Dahlsbakken ergründet die Liebe und ihre Enttäuschung als weiteres zentrales Thema seines künstlerischen Schaffens stattdessen im wohl konventionellsten Kapitel des Films. Es folgt dem 21-jährigen Munch (Alfred Ekker Strande) während eines gemeinsamen Sommers mit seiner verbleibenden Familie in Åsgårdstrand, wo er die verheiratete Milly Thaulow (Thea Lambrechts Vaulens) kennenlernt.
Die Darstellung ihrer kurzen Affäre verlässt sich auf malerisch-sonnengeflutete Bilder, die um klischeebeladene Motive zwischen romantischem Waldspaziergang und einer Eifersuchtsszene auf einem Gartenfest kreisen. Für Munch, der den Abend später im Gemälde „Tanz des Lebens“ rekapitulierte, soll diese Beziehung immerzu von Bedeutung geblieben sein, das tiefe Gefühl von Zurückweisung ebenfalls. Weshalb, das vermag die unspezifisch erzählte Liebesgeschichte nicht zu vermitteln.
Der Wert des Nonkonformismus
Wesentlich größere inszenatorische Experimentierfreudigkeit findet sich im Fragment, das sich den Wanderjahren Edvard Munchs widmet. Um die Zeit des norwegischen Malers in Berlin zu illustrieren, versetzt Dahlsbakken den 30-Jährigen (Mattis Herman Nyquist) in die Hauptstadt der Gegenwart.

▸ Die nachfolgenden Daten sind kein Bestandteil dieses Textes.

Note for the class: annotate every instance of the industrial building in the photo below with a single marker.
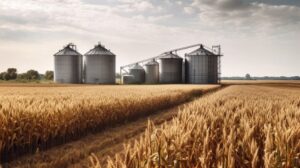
(99, 66)
(201, 66)
(68, 65)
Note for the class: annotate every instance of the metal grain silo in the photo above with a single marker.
(152, 72)
(100, 65)
(201, 67)
(128, 79)
(138, 73)
(170, 68)
(68, 65)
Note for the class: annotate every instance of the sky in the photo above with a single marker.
(260, 37)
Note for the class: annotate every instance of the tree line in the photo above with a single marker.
(12, 74)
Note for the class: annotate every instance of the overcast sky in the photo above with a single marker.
(260, 37)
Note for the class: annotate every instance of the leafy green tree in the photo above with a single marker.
(2, 75)
(248, 77)
(12, 73)
(22, 76)
(49, 75)
(6, 76)
(33, 75)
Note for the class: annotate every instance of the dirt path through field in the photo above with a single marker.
(103, 144)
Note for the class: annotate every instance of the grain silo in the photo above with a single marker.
(138, 73)
(170, 68)
(100, 66)
(68, 65)
(152, 72)
(128, 79)
(201, 66)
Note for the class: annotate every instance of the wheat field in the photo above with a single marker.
(237, 127)
(36, 118)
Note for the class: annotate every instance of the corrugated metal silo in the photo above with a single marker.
(138, 73)
(152, 72)
(170, 68)
(201, 67)
(100, 66)
(128, 79)
(68, 65)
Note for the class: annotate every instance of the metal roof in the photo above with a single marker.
(200, 51)
(169, 55)
(137, 66)
(153, 62)
(70, 49)
(99, 50)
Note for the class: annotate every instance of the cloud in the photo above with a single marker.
(189, 10)
(246, 15)
(137, 5)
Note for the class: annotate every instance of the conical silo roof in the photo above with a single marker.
(137, 66)
(70, 49)
(169, 55)
(201, 51)
(153, 62)
(99, 50)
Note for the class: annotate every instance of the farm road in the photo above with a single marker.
(103, 144)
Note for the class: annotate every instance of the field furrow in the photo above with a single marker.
(37, 118)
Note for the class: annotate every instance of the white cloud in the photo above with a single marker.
(137, 5)
(189, 10)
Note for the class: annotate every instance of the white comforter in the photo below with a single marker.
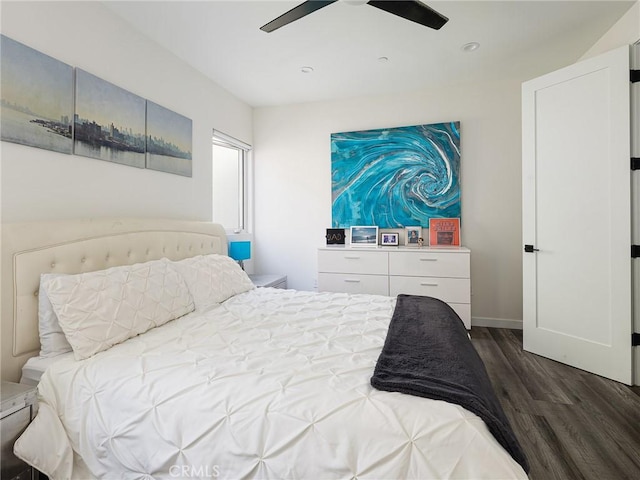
(270, 384)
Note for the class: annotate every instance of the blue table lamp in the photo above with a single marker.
(240, 251)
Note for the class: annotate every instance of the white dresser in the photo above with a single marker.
(440, 272)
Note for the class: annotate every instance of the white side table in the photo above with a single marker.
(269, 280)
(16, 412)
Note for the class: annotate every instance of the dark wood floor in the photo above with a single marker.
(571, 424)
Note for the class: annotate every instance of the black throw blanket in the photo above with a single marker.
(427, 353)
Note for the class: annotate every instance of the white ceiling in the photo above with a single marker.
(343, 43)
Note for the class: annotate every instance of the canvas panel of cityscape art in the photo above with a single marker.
(394, 177)
(169, 137)
(109, 122)
(36, 107)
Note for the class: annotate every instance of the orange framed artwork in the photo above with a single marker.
(444, 232)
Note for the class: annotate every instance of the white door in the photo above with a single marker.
(577, 215)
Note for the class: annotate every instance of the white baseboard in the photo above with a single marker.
(496, 323)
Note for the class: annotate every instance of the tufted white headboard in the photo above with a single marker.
(29, 249)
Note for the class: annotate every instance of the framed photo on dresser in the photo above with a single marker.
(444, 232)
(364, 236)
(413, 236)
(389, 239)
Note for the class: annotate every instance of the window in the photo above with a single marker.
(230, 181)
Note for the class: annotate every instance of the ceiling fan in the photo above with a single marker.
(412, 10)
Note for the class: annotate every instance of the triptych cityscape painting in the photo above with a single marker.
(40, 107)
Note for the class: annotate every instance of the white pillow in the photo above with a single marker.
(52, 339)
(213, 278)
(100, 309)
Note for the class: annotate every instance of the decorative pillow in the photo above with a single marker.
(100, 309)
(52, 339)
(213, 278)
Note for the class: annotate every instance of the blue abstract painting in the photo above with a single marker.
(394, 177)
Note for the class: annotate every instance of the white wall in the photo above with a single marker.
(293, 176)
(626, 31)
(39, 184)
(293, 181)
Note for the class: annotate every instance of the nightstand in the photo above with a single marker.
(17, 410)
(269, 280)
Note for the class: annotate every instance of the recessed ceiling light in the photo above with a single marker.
(470, 47)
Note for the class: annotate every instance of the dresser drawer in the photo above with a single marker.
(454, 290)
(353, 261)
(429, 264)
(353, 283)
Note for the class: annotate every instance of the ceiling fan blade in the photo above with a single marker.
(412, 10)
(296, 13)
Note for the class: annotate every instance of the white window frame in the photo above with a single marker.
(245, 180)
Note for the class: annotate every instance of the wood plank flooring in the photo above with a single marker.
(570, 423)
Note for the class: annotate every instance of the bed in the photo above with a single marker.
(237, 382)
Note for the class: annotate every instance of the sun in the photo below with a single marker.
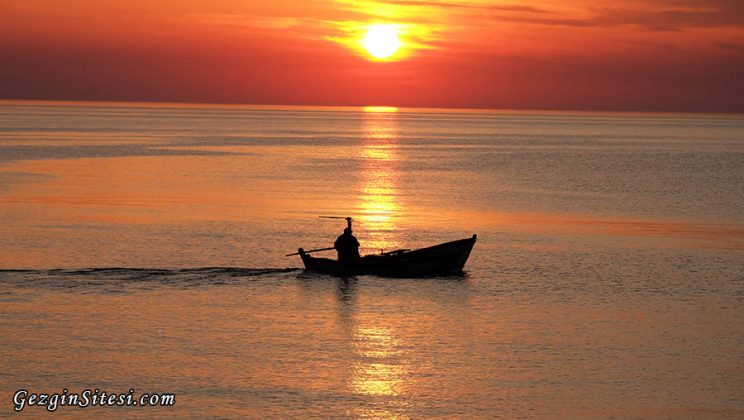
(381, 41)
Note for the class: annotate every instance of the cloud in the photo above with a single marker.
(662, 15)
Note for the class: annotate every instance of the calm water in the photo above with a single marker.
(142, 247)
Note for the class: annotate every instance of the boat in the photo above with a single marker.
(439, 260)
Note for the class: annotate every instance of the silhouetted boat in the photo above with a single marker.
(439, 260)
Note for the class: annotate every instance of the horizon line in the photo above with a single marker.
(210, 104)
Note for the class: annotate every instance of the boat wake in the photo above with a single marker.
(118, 279)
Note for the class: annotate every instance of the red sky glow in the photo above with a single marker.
(632, 55)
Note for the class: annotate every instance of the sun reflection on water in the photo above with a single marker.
(378, 200)
(378, 371)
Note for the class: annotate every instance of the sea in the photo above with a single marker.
(142, 251)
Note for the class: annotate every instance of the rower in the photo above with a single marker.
(347, 246)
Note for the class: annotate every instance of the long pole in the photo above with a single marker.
(312, 250)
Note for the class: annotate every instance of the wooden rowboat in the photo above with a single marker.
(439, 260)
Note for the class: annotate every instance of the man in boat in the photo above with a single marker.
(347, 245)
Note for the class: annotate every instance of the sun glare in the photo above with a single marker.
(381, 41)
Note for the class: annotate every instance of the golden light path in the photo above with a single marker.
(378, 201)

Im Aufzug eines typischen Hipsters mit Oberlippenbart und Buzz-Cut-Frisur radelt er über das Tempelhofer Feld, der Morgenhimmel darüber wird zum Meer aus bunten Nebelschwaden, wie man sie aus einigen Gemälden des Künstlers kennt.

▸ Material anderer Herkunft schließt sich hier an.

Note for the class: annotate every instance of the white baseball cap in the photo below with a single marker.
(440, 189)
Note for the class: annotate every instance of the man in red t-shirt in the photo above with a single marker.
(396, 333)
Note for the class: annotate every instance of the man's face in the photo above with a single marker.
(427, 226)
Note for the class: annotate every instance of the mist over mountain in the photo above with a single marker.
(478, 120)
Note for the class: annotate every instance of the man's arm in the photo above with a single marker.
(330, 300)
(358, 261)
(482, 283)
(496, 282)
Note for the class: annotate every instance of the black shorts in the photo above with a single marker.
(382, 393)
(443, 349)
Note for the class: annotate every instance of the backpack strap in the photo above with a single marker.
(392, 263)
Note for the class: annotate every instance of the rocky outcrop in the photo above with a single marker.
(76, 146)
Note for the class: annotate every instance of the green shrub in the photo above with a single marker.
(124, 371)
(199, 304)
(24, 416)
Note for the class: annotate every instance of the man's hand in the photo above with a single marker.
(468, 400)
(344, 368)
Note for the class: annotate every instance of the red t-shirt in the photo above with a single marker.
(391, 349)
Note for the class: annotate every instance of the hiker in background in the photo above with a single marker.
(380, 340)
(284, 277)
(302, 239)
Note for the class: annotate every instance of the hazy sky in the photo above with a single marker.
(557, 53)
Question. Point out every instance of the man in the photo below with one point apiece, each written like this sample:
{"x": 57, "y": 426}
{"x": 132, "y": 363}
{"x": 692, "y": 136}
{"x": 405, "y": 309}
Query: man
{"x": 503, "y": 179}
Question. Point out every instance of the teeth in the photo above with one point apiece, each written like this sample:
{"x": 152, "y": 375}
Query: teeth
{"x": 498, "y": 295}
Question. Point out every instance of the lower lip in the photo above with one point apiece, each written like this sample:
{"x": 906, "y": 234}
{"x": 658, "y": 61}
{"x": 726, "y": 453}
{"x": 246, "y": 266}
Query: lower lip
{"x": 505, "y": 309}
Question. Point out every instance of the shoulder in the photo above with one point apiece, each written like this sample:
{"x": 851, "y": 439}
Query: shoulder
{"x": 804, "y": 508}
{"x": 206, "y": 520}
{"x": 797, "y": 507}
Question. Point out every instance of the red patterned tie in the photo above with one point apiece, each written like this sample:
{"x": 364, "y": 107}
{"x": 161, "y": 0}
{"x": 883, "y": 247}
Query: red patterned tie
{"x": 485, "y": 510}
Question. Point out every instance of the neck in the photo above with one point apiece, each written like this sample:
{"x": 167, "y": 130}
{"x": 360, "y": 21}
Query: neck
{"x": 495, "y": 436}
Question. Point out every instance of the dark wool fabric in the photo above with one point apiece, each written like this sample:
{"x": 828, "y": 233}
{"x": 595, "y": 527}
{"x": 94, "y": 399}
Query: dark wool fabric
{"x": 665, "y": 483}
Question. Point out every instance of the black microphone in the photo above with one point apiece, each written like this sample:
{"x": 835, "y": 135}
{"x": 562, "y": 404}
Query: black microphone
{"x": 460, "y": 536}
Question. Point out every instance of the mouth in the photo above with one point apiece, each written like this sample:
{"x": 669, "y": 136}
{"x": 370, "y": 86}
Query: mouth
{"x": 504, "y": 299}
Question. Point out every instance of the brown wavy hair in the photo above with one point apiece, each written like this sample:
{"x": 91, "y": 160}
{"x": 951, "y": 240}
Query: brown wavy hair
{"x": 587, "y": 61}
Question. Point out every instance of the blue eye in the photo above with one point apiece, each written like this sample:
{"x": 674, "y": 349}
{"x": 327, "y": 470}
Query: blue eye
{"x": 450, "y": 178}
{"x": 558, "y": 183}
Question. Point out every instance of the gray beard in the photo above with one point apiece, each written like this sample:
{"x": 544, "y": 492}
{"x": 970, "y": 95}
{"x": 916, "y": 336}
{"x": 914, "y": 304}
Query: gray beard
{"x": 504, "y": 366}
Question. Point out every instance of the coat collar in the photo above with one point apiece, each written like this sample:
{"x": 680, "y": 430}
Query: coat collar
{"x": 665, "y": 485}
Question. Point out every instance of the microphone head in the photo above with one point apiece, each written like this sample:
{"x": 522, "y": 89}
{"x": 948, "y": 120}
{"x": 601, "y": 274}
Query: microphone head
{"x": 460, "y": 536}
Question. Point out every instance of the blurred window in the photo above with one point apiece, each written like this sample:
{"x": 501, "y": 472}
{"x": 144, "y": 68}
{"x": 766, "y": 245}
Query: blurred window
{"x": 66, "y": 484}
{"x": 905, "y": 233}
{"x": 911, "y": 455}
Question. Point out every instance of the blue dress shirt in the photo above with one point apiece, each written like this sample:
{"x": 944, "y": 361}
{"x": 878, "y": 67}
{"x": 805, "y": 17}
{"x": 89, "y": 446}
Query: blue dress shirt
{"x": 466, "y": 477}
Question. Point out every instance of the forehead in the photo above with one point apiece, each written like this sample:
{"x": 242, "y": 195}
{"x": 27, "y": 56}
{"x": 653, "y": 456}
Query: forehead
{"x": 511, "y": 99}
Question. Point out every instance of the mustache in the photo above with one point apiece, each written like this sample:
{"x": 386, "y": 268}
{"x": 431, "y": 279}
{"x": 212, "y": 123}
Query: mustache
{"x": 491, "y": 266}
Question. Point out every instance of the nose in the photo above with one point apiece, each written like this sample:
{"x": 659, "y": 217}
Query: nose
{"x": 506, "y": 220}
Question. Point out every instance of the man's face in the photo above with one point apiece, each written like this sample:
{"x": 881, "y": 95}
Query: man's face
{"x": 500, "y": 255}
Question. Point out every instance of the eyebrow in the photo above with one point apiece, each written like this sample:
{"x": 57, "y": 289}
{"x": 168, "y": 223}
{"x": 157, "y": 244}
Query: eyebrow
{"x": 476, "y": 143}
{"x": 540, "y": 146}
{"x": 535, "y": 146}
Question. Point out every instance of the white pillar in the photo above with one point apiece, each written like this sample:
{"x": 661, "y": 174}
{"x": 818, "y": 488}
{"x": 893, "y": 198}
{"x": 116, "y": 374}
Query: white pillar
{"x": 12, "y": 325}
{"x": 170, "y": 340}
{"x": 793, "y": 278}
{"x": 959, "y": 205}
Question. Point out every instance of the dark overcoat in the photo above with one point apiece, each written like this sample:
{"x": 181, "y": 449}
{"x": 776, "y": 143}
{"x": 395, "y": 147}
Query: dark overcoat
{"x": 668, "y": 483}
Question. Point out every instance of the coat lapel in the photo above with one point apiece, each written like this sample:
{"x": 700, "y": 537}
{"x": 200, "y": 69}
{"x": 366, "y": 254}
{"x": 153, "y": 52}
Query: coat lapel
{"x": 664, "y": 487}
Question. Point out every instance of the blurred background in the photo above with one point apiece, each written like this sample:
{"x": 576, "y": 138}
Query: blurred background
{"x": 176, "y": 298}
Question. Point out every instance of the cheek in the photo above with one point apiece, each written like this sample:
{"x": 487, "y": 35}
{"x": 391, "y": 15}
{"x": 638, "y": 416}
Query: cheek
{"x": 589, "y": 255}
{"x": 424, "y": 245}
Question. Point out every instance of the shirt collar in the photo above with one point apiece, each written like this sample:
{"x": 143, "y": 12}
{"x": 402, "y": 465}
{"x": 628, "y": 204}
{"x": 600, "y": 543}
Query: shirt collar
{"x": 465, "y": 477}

Die spielerische Interpretation der Ereignisse des Jahres 1892, als der konservative Berliner Künstlerverein, echauffiert über die vermeintliche Rohheit von Munchs Stil, ein frühzeitiges Ende seiner Ausstellung erwirkte, verliert sich inhaltlich allerdings gleichfalls in Klischees: So versucht der vorerst verkannte Künstler seinen Frust in einem Underground-Club wegzutanzen, gerät dabei in einen berauschten Streit über den Wert des Nonkonformismus. Plötzlich wirkt Munch wie die unfreiwillige Karikatur eines von sich selbst überzeugten, aber talentlosen DJs, wie es sie weiterhin zahlreich nach Berlin zieht.
Er verlässt sich auf exaltierte Kunstgriffe
Des Eindrucks, dass Dahlsbakken für seine Filmbiografie womöglich selbst aus dem unbedingten Willen heraus, etwas Unangepasstes zu schaffen, zu einer ungewöhnlichen Struktur und plakativen Stilmitteln greift, kann man sich im Laufe dieses mitunter sehr erzwungen wirkenden Films immer weniger erwehren.
Obwohl ein nonkonformistischer Ansatz im zuletzt übermäßig bemühten Biopic-Genre charmant anmutet, versäumt Dahlsbakken es, gewagteren inszenatorischen Entscheidungen einen tieferen Sinn zu verleihen, und lässt sie reizlos beliebig wirken. So auch die Besetzung des 80-jährigen Munchs mit einer weiblichen Schauspielerin (Anne Krigsvoll) in der das Geschehen einrahmenden Vignette, die ihn als zurückgezogenen Eremiten zeigt, der seine Gemälde zu einem Großteil der Stadt Oslo vermacht, um sie vor den Nazis zu beschützen.
Wenn man so will, lässt sich Dahlsbakkens filmisches Verfahren als das genaue Gegenteil von Edvard Munchs Malerei beschreiben. Anstatt im Stil zu reduzieren, um die Essenz eines Motivs einzufangen, verlässt er sich auf exaltierte Kunstgriffe. Effektheischend setzt er in Szene, was auf inhaltlicher Ebene oft nicht über Allgemeinplätze hinausgeht.
„Munch“ trübt so eher den Blick auf die Besonderheiten eines Künstlers, der sein Leben ganz und gar der Kunst verschrieb und rund 30.000 Werke hinterließ, als dass er sie seinem Publikum begreiflich machen würde. Das Interesse an einem Maler, dessen Bildern das „Malen-Müssen“ wahrlich anzusehen ist, sollte man sich dadurch nicht nehmen lassen. Und vielleicht ausnahmsweise lieber ins Museum gehen.